C’est un projet qui était plein de challenges dès le départ dans la mesure où il fallait pouvoir répertorier sur un même espace des acteurs de la construction et des particuliers engagés dans des projets de construction/rénovation. Quels ont été les autres difficultés de ce projet ?
Ce qui a été difficile, ça a été le processus de décision au niveau des entreprises contactées ;entre le moment où nous avons rencontré les personnes clés et noté leur intérêt pour le projet, et celui où elles placent effectivement leurs produits sur la plateforme, il y a un long temps qui s’écoule.
Et puis, hormis de leur présenter le projet, les consultations préalables que vous avez établies avec les entreprises ont permis d’effectuer une analyse des ressources disponibles dans l’entreprise en question et qui pourraient faire partie des items à placer sur le site ?
Oui, puisque j’offre aussi un service de consulting aux entreprises et j’interviens de temps en temps, à leur demande, pour accompagner la démarche de celles qui souhaitent entrer dans l’économie circulaire ou développer leur stratégie ou leur vision de développement durable.
Quelle est votre définition de l’économie circulaire ?

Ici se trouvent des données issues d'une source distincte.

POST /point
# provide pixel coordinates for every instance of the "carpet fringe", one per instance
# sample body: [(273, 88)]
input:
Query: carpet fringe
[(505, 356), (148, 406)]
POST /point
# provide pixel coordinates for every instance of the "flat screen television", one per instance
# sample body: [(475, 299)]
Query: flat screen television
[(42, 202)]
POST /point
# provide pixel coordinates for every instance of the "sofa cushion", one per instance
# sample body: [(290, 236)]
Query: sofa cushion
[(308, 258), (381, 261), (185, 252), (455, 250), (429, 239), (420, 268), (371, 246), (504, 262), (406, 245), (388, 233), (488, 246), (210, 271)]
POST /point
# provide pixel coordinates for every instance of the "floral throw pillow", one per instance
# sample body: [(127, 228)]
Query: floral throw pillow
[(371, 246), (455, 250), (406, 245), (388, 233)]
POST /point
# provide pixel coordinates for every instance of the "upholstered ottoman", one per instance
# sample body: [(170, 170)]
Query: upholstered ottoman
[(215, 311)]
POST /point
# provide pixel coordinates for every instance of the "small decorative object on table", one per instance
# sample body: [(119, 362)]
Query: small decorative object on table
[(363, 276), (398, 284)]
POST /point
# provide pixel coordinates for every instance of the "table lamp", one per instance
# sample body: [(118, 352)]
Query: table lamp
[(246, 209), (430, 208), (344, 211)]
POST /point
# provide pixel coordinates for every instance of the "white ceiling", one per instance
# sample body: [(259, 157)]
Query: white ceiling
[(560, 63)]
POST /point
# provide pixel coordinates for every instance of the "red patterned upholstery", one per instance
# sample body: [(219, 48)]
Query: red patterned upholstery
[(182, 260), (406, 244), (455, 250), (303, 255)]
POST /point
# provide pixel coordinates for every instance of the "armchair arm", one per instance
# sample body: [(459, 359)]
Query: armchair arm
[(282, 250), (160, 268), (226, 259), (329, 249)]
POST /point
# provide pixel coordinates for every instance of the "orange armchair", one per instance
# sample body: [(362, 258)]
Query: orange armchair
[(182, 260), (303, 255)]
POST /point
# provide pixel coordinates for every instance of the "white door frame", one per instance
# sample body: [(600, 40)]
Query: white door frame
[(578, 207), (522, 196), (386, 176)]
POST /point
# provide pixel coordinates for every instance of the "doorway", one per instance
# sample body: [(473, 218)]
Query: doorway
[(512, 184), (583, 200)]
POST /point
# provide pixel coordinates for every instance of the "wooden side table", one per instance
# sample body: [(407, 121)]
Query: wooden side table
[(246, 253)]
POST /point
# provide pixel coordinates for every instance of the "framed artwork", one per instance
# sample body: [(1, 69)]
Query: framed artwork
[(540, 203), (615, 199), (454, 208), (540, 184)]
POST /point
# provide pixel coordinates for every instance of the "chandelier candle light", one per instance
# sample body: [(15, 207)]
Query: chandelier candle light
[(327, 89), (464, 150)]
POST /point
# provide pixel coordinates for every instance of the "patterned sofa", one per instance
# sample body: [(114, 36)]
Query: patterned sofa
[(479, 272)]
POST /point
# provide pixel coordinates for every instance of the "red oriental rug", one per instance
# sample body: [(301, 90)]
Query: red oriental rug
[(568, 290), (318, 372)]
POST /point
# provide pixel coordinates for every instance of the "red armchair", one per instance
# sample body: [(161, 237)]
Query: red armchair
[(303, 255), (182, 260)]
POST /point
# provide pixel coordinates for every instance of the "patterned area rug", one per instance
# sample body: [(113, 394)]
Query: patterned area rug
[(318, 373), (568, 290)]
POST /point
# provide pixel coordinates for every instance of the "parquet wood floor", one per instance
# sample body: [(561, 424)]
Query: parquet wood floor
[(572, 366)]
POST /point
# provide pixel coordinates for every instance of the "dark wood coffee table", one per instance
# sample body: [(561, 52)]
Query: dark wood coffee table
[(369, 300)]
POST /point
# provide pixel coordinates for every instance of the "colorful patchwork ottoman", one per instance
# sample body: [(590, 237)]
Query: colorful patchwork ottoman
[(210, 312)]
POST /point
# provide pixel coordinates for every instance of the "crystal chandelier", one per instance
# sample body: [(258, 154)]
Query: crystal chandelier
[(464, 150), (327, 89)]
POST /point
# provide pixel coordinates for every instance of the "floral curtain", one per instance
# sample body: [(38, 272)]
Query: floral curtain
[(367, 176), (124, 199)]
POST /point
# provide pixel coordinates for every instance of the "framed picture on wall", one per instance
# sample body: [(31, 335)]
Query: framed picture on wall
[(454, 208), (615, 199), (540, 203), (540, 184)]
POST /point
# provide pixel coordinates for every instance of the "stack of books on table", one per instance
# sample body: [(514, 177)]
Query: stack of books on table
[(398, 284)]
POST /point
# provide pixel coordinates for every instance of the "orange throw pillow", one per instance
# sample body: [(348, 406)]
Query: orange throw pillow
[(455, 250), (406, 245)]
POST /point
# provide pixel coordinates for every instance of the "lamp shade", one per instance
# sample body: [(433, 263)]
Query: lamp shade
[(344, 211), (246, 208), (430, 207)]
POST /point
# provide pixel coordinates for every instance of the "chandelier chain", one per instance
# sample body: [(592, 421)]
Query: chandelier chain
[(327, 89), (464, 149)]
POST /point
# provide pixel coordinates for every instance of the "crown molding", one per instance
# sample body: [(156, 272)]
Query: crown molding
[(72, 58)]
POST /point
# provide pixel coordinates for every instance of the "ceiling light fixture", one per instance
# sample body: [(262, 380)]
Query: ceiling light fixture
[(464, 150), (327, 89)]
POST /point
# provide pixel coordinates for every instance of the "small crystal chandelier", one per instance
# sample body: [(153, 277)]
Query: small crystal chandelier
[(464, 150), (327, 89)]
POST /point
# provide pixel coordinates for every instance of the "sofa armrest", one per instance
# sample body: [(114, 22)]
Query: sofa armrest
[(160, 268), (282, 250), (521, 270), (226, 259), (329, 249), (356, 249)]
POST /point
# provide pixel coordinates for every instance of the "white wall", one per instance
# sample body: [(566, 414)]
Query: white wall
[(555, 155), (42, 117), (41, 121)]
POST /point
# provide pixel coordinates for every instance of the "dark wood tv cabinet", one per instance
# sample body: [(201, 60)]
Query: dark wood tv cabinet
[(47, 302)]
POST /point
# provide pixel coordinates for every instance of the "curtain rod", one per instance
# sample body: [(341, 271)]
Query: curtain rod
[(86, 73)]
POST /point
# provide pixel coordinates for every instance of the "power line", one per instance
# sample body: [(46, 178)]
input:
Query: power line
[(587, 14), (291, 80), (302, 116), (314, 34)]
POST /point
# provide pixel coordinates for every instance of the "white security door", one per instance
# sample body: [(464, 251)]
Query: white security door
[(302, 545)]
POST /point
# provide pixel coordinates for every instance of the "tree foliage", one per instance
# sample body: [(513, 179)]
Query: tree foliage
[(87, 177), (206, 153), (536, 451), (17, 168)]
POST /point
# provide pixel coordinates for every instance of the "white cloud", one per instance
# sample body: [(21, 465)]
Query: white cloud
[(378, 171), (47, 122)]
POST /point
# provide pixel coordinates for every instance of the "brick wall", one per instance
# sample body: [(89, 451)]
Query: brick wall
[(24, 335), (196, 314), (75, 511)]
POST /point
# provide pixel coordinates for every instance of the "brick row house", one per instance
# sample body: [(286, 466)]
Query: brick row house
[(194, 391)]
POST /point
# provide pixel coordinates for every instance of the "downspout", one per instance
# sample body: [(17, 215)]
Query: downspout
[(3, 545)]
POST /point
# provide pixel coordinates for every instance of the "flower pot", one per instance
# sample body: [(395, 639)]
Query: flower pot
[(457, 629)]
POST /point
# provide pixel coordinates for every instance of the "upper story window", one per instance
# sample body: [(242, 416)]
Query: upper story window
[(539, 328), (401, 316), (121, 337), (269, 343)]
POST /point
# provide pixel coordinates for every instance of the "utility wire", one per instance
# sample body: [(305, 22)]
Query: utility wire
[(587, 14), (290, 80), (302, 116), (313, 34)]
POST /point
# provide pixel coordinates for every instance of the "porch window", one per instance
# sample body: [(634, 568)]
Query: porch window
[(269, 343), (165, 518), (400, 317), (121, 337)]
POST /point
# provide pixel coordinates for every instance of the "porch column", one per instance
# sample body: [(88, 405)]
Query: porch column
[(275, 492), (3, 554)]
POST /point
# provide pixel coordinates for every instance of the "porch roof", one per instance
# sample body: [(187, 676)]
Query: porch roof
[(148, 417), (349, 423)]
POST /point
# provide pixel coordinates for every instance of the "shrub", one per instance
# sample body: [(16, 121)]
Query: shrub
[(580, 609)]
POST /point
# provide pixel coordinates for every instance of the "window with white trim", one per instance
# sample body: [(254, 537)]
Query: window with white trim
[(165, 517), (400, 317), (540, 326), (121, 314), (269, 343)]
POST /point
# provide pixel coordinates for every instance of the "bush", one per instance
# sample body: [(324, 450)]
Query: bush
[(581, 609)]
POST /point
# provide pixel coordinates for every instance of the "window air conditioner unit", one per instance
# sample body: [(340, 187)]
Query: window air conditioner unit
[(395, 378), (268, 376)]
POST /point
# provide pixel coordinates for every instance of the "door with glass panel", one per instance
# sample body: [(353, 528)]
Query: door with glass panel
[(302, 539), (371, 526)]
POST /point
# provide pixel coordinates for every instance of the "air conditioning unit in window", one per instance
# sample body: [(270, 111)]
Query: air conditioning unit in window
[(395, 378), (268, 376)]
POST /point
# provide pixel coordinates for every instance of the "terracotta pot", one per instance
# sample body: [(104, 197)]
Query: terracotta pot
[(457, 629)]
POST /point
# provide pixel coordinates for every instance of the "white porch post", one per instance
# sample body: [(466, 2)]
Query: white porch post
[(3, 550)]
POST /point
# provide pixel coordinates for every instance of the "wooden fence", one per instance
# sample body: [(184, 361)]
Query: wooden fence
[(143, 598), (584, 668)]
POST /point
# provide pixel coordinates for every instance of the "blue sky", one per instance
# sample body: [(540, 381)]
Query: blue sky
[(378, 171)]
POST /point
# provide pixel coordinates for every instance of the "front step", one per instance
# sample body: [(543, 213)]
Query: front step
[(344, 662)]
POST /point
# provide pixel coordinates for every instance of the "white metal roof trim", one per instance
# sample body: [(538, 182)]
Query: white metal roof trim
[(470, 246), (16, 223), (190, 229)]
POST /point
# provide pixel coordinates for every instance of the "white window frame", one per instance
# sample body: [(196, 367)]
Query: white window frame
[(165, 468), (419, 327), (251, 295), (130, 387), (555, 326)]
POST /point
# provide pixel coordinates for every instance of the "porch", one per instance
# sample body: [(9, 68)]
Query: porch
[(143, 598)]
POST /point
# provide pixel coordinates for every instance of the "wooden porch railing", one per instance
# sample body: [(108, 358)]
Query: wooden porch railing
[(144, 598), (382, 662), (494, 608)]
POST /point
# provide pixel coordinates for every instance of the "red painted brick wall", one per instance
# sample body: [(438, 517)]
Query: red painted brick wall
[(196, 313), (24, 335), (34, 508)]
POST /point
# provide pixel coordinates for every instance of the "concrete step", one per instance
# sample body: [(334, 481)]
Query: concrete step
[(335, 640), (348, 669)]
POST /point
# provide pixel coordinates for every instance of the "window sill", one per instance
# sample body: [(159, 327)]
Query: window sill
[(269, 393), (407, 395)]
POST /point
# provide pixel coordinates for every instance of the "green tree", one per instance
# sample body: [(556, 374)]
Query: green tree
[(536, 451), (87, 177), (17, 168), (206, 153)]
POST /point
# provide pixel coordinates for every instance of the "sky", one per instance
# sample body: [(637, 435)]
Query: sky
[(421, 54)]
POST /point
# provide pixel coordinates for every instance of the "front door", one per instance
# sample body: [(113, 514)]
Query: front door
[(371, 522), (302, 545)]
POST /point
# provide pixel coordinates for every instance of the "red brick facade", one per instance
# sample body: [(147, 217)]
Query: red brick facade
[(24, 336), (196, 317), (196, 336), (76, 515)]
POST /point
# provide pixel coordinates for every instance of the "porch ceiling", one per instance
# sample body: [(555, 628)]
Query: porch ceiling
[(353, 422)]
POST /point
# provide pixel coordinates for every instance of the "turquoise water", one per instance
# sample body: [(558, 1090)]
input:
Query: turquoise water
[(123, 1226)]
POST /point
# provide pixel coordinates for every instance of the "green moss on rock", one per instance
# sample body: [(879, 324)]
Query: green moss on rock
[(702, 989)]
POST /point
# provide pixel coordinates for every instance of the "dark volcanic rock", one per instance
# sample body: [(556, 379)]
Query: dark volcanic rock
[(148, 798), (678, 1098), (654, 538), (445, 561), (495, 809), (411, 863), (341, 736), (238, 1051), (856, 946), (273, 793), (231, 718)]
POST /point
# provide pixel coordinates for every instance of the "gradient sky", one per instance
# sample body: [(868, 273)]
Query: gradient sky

A l’inverse de l’économie linéaire qui consiste à acheter, consommer puis jeter, l’économie circulaire évoque la démarche de réfléchir avant d’acheter un nouveau produit pour savoir si on en a vraiment besoin, et celle de tout faire pour que ce produit ne se retrouve pas à la poubelle ou sinon, qu’il soit jeté au dernier moment. C’est-à-dire que s’il est cassé, on le répare ; si on ne l’utilise plus, on le revend ou on le donne. Il s’agit de prolonger son cycle de vie pour qu’il finisse au dernier moment au recyclage, soit lui ou sinon ses composantes.
Pensez-vous que la conscience collective sur la question de l’Economie Circulaire s’éveille de plus en plus ?
Je pense qu’on en est au démarrage mais la conscience collective, oui, est bien engagée. Economiquement c’est intéressant de savoir qu’on peut prolonger le cycle de vie d’un matériel et les entreprises sont très conscientes du besoin d’être plus durables dans leur approche. Et puis il y a plein d’entités qui sont dans cette démarche de prolonger les cycles de vie des produits de consommation et qui contribuent à l’économie circulaire, comme The Good Shop, Foodwise, par exemple. Selon moi c’est un domaine qui est en plein essor ici, et il y a plein d’initiatives, même s’il manque une certaine expertise.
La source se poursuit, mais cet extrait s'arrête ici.